Another eerie location I’ve experienced unsettling energy is the Historic Eureka Inn in downtown Jonesborough. I would like to follow that by saying this place is also one of my absolute favorite places in the Tri-Cities, so no amount of ghosts or goblins could keep me from enjoying it as much as possible. Instead, I consider the spirits there as welcomed guests who compliment the ambiance. The Inn was one of the first lots purchased after Tennessee became a state in 1796. It was one of the only wooden structures to remain standing following devastating fires in the late 1890s and still has its original hardwood floors. The Inn was used as a boarding house as well as a sequester house for jurors which lends to its rich history and ample paranormal activity. The property has also been rumored to have been a brothel and a moonshine still. Paranormal investigators have even captured voices pleading for their lives! Some girlfriends and I spent the night there a few Halloweens back and as we sipped our wine and enjoyed pizza by the fireplace in the parlour, the presence of something otherworldly was undeniable. These spaces that are centuries old, that have seen and heard so much, housed so many characters, most good, some bad, you’re bound to absorb some of that into the walls and bannisters and mantels.

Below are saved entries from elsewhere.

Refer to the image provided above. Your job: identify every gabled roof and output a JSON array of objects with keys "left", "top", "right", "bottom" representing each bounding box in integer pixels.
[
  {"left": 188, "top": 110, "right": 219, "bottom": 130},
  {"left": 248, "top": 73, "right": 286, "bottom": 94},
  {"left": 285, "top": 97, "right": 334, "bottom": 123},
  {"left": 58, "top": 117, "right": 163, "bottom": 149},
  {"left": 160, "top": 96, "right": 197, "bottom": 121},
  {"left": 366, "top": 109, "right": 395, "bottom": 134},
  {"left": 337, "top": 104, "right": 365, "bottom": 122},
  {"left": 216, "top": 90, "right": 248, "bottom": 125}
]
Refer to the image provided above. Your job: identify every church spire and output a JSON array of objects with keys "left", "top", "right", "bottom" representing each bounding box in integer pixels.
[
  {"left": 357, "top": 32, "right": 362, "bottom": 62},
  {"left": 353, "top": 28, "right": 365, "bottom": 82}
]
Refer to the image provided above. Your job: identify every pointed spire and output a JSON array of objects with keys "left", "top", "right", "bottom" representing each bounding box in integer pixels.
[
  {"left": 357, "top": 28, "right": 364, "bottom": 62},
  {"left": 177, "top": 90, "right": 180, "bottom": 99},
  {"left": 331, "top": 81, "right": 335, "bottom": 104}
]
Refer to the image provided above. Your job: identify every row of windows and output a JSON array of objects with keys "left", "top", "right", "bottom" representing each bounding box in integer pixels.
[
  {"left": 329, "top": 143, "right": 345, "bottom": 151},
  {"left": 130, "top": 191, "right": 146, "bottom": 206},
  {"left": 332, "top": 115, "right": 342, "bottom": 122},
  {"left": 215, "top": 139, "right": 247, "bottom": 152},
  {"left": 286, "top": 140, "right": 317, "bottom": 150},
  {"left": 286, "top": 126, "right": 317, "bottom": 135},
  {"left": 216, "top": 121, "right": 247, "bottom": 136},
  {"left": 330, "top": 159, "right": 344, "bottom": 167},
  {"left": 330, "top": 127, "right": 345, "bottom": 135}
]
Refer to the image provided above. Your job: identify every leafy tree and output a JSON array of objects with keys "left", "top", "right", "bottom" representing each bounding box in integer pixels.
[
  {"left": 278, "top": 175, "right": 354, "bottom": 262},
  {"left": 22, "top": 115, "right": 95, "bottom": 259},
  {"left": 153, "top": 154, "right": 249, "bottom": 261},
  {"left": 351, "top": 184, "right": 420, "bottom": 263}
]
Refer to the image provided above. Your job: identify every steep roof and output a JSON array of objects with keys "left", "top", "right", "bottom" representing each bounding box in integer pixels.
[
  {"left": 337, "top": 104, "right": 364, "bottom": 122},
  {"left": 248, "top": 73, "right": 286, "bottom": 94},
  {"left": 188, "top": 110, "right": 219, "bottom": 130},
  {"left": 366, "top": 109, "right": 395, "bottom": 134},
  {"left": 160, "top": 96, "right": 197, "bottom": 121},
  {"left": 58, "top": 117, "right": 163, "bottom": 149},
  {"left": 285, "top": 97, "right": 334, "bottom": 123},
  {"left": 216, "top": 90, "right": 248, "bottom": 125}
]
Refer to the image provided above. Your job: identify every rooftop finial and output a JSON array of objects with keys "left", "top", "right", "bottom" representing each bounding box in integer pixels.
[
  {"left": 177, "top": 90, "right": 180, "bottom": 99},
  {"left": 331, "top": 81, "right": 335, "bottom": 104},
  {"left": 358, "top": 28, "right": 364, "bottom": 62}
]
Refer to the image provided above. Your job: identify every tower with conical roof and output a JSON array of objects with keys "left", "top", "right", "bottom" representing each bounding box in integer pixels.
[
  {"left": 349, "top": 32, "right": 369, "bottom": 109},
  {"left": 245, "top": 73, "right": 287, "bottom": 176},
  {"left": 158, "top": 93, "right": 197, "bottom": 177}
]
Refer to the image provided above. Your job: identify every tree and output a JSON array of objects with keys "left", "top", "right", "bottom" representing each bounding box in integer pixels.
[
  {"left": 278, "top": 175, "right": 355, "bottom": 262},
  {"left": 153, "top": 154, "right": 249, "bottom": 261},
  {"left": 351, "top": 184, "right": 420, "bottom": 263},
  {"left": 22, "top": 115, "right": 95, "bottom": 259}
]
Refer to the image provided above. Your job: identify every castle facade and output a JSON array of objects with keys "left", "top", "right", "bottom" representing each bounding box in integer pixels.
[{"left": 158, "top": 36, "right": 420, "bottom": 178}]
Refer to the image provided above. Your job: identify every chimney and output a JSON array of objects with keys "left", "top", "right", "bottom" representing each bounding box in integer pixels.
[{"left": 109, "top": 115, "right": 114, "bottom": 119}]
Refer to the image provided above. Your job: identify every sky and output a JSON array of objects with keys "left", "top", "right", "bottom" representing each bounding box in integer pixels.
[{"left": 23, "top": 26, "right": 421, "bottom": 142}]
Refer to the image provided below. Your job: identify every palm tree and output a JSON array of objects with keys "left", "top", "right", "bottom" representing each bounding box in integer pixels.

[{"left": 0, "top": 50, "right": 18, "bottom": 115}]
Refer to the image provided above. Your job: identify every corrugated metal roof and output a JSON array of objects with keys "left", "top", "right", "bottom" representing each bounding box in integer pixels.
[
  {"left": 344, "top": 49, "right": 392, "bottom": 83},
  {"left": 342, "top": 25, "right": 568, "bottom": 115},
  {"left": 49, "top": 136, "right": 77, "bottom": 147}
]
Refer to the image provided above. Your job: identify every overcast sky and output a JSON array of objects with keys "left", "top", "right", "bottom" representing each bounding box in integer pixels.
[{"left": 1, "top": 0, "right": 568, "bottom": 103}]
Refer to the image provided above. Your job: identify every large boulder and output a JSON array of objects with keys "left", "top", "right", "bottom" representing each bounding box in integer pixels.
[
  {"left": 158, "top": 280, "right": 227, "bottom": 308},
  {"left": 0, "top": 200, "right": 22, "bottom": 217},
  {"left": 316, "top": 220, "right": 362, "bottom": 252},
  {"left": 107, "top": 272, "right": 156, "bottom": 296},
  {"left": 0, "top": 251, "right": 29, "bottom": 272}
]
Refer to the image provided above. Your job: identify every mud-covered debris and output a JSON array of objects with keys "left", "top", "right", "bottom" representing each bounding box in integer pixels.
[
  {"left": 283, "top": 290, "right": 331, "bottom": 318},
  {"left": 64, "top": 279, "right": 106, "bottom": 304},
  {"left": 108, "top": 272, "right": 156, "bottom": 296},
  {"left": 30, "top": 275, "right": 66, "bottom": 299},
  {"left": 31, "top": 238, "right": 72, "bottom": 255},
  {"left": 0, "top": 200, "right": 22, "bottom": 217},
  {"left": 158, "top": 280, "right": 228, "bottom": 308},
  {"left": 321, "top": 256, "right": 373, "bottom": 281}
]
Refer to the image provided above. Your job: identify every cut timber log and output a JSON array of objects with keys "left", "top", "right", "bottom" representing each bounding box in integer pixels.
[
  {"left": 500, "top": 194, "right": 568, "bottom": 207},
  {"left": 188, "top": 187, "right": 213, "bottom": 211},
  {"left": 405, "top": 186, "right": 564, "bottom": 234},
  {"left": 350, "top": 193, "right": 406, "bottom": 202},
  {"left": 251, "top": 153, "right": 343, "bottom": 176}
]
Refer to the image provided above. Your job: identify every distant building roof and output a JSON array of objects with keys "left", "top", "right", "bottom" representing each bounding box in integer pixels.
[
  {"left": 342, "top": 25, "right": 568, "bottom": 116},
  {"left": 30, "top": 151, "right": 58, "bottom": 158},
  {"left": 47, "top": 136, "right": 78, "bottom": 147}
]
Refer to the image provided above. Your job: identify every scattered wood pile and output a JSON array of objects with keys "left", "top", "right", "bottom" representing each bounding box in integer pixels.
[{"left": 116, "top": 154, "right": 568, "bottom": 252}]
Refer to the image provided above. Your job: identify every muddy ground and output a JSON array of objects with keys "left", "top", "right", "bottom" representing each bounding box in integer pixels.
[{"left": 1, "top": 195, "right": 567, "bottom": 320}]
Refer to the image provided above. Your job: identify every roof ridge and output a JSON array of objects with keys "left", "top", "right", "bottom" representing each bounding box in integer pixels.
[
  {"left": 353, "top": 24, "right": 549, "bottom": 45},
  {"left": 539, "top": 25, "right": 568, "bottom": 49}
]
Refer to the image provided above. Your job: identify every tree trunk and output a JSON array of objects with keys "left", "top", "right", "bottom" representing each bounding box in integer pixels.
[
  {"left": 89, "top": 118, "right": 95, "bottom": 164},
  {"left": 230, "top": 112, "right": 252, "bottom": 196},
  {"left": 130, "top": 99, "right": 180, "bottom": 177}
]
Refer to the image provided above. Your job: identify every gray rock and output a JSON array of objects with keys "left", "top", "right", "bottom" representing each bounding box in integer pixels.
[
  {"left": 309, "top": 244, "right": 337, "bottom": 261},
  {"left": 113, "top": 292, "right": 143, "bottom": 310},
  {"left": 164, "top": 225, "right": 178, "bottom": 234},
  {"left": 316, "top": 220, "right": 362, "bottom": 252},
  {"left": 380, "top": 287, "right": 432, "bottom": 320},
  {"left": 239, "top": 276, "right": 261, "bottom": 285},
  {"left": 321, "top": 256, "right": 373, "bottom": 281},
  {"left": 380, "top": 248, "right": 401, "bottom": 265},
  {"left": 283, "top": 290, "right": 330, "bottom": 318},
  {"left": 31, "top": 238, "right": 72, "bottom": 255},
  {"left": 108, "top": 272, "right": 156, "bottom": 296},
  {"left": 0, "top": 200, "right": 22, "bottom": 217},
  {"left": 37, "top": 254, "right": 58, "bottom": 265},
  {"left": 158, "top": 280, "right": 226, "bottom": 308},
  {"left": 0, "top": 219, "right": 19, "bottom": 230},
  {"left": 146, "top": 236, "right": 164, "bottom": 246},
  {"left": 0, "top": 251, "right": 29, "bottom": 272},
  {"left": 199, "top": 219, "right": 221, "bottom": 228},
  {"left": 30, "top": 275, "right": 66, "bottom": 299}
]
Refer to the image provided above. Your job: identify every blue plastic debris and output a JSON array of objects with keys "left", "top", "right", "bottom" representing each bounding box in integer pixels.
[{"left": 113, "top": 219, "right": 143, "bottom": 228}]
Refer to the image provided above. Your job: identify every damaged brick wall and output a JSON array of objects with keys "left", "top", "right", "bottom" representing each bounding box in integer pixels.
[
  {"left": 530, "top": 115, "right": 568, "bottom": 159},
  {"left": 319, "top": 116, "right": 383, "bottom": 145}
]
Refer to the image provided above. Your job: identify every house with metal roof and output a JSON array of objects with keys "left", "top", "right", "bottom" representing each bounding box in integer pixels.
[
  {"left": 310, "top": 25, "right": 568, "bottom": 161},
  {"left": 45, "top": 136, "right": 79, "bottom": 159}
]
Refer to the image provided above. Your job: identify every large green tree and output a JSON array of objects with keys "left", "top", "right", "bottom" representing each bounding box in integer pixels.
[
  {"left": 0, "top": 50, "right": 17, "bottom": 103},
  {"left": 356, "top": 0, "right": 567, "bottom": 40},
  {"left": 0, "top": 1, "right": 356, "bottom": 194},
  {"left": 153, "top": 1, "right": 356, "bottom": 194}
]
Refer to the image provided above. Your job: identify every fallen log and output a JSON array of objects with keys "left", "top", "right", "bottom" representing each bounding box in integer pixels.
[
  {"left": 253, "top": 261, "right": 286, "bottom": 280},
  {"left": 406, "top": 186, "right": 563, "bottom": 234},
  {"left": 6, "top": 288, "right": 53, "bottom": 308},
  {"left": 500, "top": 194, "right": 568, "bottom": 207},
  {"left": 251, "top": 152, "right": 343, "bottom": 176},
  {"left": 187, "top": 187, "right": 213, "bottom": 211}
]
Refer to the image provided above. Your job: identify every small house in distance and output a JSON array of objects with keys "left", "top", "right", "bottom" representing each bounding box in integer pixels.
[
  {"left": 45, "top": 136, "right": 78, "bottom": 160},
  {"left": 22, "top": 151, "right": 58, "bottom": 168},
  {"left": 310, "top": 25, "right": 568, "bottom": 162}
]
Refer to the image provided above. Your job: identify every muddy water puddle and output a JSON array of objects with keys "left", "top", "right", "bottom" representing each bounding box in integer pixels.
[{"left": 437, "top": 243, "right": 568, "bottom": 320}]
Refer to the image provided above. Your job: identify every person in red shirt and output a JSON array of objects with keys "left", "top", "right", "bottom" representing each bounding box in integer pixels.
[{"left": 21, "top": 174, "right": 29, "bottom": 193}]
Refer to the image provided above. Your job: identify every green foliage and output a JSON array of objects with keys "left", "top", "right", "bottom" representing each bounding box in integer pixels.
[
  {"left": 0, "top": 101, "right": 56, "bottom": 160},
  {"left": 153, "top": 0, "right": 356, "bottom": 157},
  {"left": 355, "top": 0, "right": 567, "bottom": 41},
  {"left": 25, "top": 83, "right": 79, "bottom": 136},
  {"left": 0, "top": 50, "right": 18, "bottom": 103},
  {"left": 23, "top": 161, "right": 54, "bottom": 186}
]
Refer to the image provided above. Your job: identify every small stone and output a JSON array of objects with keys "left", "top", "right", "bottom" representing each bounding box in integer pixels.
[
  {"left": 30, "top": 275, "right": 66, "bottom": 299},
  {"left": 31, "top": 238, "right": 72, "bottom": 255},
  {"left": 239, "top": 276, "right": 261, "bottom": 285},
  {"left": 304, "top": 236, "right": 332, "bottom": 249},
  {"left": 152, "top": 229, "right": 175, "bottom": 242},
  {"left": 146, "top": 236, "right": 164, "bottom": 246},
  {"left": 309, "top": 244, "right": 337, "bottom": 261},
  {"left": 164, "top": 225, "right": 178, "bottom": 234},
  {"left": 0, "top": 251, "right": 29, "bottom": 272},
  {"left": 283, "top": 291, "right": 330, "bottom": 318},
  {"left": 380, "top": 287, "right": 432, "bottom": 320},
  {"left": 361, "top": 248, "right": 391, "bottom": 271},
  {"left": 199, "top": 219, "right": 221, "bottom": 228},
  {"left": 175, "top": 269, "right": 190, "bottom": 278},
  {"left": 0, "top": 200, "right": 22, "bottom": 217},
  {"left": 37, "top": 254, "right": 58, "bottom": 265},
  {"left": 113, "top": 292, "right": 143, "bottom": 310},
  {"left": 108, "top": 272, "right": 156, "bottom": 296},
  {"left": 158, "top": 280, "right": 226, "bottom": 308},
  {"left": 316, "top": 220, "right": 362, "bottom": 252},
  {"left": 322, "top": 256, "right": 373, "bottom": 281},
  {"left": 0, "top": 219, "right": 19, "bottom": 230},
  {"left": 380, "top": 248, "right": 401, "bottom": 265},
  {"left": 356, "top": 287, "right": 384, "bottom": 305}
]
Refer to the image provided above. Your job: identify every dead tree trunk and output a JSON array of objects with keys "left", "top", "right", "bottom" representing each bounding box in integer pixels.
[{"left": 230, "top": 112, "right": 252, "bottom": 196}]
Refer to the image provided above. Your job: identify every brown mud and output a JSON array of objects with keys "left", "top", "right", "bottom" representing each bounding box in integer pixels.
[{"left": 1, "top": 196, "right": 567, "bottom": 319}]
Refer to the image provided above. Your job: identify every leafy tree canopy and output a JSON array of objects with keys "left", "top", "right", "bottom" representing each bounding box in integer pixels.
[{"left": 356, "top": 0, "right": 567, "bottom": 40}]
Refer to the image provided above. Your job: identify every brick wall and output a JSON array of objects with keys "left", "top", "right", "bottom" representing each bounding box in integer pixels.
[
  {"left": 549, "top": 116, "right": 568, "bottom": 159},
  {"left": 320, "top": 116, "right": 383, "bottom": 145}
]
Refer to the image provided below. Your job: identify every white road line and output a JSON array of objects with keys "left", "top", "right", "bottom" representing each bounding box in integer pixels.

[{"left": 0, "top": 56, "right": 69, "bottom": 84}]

Finally, a rather unexpected spot for ghostly activity is Watauga Lake Winery in Butler. The winemakers purchased the old Big Dry Run School, a remote building back in the twisting, winding woods around Watauga Lake as their production facility and it now also hosts their tasting room and a cafeteria where guests can enjoy woodfired pizzas. The school was only open from the 1940s to the 1980s and housed children together from kindergarten through 12th grade. Paranormal investigators visiting from Charlotte placed cameras in the basement, at the bottom of the old coal chute and captured the full and very visible apparition of a man. When the owners watched the tape with an elderly woman who still lived in the area and used to work at the school, she exclaimed the man’s name out loud. She instantly identified him as a local man who had worked extensively on the construction of the school and who was tragically killed in a bridge collapse. Those same investigators caught the voices of children playing in the gymnasium among other spooky happenings. I’ve visited this winery on multiple occasions. With its remote setting and the creepy coal chute that leads from the main floor to the basement, it’s easy to see why it would remain home to inhabitants from the past. I’ll be the first to say you couldn’t pay me enough money to stay there overnight. But I might do it if I were promised their delicious vino and pizza!
Do your own research and get out and explore some of the creepy haunts and hollers of the Tri-Cities for yourself. You never know who or what might just make an appearance. Have a happy and safe Halloween!